For the past few years, Mack-Boulder has used Responsive Classroom’s First Six Weeks approach to kick-off the beginning of the school year. The approach focuses on: setting goals and expectations with students; creating classroom norms in very setting, learning and practicing routines; building classroom community through a range of games, songs, activities, and use of the new low ropes course; exploring academics through a process of guided discovery. The time and energy spent building community up front makes for a cohesive group of learners throughout the year, which reduces conflict and provides for a more dynamic and collaborative learning environment. Using the program also contributes to the creation of a positive culture for all throughout the school. A critical bridge is built between summer mode and the sudden barrage of routines and expectations of school.
Yet the approach does lack some things that teachers itch for at the start of the year. First, teachers always want to establish their routines in academics by launching into Units of Inquiry (our thematic study within the IB framework). Teachers also wish there were more in depth opportunities within the First Six Weeks for modeling/practicing fundamental research skills that students will use throughout the year. Yet diving in too fast can cloud the positive energy created by the First Six Weeks approach and stress students out unnecessarily.
During the staff week retreat in August, the teachers and administration set out to tackle this dilemma.
They followed a system of empathy-based design-thinking to create a new plan for the start of this school year. We started the process by interviewing each other about our beliefs and understandings about what children need at varying developmental stages at the start of school. We used this feedback to uncover some common themes – the most prominent of which was that children love exploring and sharing about their passions/interests. We used this theme to go through several cycles of ideation and testing/feedback that resulted in our teachers creating individual grade “passion projects.” The projects all focused on combining the tenets of the First Six Weeks approach with our desire to bridge deep-diving research and setting the stage for our IB work as we established the year’s routines. While our passion projects all looked different from grade to grade, they contained some similar themes and a higher level of engagement and excitement than ever before. Best of all, they were developmentally appropriate and fun.

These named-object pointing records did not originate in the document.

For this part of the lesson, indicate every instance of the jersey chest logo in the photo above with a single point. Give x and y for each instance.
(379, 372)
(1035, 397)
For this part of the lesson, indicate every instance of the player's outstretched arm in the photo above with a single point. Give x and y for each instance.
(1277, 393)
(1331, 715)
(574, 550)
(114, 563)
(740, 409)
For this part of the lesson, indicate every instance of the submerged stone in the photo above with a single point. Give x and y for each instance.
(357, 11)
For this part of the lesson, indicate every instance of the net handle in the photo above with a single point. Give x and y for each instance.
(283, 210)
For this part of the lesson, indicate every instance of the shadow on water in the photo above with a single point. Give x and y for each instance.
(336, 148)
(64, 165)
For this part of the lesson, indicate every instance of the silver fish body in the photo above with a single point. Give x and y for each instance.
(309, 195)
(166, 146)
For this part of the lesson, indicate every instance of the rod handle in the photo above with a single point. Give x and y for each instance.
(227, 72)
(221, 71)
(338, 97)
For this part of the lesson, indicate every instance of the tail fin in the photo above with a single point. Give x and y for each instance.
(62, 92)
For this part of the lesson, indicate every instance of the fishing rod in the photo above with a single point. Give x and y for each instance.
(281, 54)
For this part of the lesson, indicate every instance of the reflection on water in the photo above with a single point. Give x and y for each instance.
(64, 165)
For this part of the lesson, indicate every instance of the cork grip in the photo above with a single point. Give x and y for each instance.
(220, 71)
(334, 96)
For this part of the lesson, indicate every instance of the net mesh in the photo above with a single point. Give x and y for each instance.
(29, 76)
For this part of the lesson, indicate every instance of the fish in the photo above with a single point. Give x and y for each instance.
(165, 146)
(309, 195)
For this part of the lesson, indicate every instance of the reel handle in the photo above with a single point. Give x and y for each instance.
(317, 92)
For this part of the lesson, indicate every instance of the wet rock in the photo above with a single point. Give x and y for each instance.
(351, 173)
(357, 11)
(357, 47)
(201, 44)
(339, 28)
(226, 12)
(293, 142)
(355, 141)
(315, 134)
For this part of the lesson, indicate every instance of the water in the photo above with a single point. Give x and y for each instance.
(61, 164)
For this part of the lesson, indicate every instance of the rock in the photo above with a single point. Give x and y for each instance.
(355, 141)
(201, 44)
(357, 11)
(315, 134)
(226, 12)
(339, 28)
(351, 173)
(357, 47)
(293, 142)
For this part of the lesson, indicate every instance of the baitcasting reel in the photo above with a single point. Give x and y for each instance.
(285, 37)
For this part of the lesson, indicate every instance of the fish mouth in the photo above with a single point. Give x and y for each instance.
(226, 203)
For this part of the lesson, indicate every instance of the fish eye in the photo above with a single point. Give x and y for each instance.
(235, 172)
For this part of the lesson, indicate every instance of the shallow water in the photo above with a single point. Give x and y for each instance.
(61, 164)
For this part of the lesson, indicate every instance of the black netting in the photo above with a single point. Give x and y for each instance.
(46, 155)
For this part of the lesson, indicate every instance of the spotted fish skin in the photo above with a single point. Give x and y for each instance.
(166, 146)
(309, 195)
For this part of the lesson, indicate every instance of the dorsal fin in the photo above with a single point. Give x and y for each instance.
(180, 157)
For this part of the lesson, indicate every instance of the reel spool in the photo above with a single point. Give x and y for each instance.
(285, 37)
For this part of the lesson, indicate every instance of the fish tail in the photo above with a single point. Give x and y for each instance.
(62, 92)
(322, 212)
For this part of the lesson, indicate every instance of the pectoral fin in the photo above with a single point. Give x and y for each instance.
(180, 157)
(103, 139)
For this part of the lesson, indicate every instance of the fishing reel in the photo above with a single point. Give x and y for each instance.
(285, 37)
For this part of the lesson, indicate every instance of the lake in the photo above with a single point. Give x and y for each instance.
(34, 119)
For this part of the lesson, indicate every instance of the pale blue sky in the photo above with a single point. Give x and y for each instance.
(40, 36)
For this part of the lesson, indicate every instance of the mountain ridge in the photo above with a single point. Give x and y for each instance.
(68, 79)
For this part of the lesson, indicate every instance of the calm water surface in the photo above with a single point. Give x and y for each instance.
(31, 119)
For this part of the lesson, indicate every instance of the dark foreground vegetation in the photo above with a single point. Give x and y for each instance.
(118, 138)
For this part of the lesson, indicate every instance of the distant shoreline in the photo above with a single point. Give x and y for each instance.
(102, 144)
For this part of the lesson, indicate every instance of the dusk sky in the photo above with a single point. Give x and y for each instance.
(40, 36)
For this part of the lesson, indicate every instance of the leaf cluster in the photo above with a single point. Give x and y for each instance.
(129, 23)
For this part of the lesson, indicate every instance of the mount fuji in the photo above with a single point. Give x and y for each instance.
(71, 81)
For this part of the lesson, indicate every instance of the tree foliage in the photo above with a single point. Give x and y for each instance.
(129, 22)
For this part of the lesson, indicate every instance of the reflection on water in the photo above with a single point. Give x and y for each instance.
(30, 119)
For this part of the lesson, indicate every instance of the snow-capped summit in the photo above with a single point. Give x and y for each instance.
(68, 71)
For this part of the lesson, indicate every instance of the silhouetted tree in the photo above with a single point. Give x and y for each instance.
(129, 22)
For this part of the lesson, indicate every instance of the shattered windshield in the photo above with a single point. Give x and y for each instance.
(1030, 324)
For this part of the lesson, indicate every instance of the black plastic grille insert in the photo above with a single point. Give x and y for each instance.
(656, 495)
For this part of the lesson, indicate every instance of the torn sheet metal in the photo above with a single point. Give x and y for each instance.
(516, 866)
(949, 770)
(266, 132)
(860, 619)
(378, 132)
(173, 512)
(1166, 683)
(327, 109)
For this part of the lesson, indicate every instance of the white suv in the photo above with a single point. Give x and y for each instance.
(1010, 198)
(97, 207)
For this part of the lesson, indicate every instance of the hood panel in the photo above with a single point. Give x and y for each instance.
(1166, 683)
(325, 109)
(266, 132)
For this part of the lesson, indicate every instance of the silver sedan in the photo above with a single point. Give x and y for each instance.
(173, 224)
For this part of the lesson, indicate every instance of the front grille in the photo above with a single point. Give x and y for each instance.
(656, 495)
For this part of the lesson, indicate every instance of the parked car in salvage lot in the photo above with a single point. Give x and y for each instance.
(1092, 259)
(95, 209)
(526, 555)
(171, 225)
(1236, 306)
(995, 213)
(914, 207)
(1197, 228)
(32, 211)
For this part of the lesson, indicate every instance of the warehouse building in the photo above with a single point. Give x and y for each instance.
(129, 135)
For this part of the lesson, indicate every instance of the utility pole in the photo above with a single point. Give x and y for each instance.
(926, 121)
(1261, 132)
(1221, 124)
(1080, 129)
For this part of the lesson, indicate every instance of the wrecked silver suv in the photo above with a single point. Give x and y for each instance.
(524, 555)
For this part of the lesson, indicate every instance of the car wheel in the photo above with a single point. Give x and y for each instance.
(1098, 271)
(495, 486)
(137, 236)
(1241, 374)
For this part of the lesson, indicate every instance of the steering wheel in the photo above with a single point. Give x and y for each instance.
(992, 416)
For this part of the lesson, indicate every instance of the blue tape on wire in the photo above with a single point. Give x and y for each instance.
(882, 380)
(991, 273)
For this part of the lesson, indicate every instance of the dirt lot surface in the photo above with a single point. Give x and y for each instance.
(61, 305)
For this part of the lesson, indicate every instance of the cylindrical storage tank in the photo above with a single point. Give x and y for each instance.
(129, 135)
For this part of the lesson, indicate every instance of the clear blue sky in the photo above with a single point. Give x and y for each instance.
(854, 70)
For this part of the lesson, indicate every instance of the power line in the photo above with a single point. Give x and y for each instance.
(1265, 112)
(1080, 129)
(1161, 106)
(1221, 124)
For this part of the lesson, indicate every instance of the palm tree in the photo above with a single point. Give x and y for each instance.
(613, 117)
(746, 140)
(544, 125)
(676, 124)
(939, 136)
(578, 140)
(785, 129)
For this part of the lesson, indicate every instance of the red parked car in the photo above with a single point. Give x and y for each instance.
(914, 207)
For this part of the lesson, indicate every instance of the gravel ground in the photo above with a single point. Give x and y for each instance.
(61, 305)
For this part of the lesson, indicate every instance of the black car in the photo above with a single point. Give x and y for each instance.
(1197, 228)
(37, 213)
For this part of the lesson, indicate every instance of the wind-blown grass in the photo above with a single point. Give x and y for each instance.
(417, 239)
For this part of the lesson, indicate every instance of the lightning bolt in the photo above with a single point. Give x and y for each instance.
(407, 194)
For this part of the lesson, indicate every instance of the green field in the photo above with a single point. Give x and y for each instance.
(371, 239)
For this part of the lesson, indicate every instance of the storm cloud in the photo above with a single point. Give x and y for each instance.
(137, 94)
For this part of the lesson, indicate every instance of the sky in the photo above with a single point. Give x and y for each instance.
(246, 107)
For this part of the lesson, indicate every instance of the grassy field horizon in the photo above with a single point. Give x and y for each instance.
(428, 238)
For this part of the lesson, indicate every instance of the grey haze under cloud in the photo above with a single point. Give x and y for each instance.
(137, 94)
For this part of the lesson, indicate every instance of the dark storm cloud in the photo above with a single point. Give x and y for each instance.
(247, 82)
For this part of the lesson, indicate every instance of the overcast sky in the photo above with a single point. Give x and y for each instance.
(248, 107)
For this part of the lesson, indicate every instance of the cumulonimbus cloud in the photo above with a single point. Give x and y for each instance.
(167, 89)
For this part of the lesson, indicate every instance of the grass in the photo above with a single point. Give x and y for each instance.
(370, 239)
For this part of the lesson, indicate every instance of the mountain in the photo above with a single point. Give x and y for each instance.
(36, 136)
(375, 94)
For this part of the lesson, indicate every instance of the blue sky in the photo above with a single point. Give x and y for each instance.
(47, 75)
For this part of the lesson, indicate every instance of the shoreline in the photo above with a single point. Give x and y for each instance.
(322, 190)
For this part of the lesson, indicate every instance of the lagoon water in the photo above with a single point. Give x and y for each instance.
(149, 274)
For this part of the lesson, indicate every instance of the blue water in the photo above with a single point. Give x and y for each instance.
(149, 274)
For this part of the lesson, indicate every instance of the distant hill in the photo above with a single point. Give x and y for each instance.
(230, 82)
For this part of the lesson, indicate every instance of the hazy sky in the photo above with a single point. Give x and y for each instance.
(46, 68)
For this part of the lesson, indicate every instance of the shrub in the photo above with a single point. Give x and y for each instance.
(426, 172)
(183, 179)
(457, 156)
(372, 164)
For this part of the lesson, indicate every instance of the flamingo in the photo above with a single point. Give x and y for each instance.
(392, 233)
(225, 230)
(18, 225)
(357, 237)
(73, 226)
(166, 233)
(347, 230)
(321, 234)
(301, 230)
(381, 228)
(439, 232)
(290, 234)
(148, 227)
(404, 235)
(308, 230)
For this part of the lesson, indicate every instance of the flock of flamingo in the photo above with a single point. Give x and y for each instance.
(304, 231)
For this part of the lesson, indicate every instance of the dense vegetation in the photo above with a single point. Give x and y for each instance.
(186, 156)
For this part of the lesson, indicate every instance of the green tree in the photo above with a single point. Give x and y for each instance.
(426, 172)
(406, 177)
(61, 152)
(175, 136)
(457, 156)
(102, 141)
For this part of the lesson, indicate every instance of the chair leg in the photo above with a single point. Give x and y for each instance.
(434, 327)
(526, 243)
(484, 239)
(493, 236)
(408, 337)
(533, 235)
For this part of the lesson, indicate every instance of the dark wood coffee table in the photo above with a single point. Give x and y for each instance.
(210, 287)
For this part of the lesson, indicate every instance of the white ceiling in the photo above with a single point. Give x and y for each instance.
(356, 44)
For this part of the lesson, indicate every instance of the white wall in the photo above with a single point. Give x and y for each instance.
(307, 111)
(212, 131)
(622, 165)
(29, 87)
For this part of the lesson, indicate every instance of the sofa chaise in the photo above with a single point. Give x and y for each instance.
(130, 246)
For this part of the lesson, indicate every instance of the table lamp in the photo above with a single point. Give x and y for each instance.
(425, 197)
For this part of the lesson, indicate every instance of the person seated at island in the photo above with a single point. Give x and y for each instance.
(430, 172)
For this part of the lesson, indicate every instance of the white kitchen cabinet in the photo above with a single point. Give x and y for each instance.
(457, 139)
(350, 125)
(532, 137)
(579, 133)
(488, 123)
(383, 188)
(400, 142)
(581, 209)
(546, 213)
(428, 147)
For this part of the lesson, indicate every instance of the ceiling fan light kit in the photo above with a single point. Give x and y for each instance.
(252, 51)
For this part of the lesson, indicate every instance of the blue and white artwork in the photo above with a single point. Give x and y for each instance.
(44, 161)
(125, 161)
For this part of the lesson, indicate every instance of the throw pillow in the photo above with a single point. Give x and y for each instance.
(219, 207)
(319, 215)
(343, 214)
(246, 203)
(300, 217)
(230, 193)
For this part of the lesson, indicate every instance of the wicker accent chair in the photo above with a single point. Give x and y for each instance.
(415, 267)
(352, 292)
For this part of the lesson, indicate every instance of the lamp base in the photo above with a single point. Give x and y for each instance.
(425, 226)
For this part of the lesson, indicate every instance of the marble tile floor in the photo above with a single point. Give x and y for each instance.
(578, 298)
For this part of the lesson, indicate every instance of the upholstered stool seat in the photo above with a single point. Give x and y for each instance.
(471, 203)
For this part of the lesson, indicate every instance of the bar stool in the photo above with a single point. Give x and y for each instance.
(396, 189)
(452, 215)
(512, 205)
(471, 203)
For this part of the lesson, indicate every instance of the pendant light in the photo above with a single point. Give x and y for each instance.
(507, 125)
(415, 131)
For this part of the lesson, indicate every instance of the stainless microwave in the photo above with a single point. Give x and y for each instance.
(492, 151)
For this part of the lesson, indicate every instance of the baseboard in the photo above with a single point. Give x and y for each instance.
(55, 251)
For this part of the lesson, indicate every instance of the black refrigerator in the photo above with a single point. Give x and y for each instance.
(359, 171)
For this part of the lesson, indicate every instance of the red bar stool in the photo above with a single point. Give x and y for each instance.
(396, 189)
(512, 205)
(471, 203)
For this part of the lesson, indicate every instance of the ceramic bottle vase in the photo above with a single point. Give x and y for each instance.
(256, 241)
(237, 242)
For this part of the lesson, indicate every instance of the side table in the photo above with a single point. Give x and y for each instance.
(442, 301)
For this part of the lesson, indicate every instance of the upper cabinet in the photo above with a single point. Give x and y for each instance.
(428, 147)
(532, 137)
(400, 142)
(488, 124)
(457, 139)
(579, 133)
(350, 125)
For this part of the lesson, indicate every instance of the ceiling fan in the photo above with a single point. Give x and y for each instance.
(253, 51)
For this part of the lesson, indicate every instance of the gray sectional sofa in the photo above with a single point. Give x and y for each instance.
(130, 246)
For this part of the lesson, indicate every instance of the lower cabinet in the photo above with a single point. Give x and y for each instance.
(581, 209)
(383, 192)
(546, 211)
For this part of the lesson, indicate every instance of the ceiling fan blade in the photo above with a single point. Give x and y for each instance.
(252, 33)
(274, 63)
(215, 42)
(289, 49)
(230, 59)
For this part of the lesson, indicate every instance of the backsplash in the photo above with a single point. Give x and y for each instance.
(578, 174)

For example, our kindergartners have been busy creating life sized cut outs of their bodies that they filled with pictures, drawings, and images of their passions. They are using their body shapes as “self-reports” to share what matters to them with their classmates and families. Our fourth graders are exploring all of their passions and then choosing one to further investigate. After researching that topic they are then sharing their passion with their peers through a demonstration lesson that plays to their strengths.
The middle school students are exploring a specific aspect of a key passion. For example, if a student is passionate about playing the flute, she might research the history of the flute or the creation of the musical scale—something that will give her a new perspective on her passion. Teachers are using this as an introduction to the process of research for the school year. Students are learning about narrowing research topics, research techniques, goal setting and timelines, rubric creation and presentation formats all under the umbrella of a personalized and emergent process.
So far the approach has been energizing and grounding. We plan to continue growing this idea by seeking feedback from other teachers and schools. For us this has been an exciting living appendix to the First Six Weeks approach. Our students are engaged and cohesive. Our teachers are building community while establishing important learning routines. It has been a fabulous start to the year!